3. The industrial aquaculture track-type intelligent navigation feeder of claim 1, wherein: the center of the rotating disc (16) is provided with a rotating shaft (17), the rotating disc (16) rotates with the rotating shaft (17) through a bearing, and two ends of the rotating shaft (17) are fixedly welded with the inner wall of the storage bin (7).

4. The industrial aquaculture track-type intelligent navigation feeder of claim 1, wherein: one side of unloading passageway (21) is provided with first baffle (22), the opposite side of unloading passageway (21) is provided with second baffle (23), the one end of first baffle (22) and second baffle (23) all is provided with fixing bolt (24), and first baffle (22) and second baffle (23) pass through fixing bolt (24) and feed bin (7) screw thread fastening.

5. The industrial aquaculture track-type intelligent navigation feeder of claim 1, wherein: one side of the pull pressure sensor (6) is provided with a random control box (10), the random control box (10) is connected with the pull pressure sensor (6) through an electric signal, a mounting plate of the random control box (10) is positioned between the pull pressure sensor (6) and the positioning sensor (9), and the random control box (10) performs data exchange and control signal transmission with the terminal control box (11) through a wireless communication module and an antenna.

6. The industrial aquaculture track-type intelligent navigation feeder of claim 1, wherein: the inside of walking coaster (4) is provided with mounting panel (12), and mounting panel (12) are provided with two, two one side of mounting panel (12) is provided with initiative rail wheel (14) and driven rail wheel (15) respectively, one side of initiative rail wheel (14) and driven rail wheel (15) all is provided with rail wheel gear (13), one side of track (1) is provided with direct current motor (5), and rail wheel gear (13) are connected with direct current motor (5) through reduction gear group.

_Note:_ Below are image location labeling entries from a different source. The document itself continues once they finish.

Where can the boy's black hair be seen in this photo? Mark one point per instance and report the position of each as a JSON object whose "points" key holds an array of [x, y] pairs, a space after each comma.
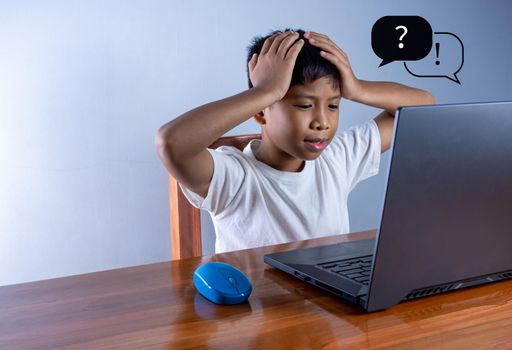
{"points": [[309, 65]]}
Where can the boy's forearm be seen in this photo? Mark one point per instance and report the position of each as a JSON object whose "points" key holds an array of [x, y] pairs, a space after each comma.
{"points": [[389, 95], [194, 131]]}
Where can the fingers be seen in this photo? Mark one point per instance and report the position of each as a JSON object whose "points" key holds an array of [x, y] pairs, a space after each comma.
{"points": [[286, 43], [323, 42], [252, 62], [278, 43], [293, 52], [266, 45]]}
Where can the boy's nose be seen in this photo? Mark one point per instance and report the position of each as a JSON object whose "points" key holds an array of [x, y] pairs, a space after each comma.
{"points": [[321, 122]]}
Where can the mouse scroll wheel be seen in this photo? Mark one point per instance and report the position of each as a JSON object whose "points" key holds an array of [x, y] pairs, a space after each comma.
{"points": [[233, 282]]}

7. The industrial aquaculture track-type intelligent navigation feeder of claim 1, wherein: the novel electric power meter is characterized in that sliding contact wires (2) are arranged on the surface of the other side of the track (1), the sliding contact wires (2) are three, the three sliding contact wires (2) are respectively fixed with three electric brushes of the current collector (3), and the track (1) is H-shaped steel.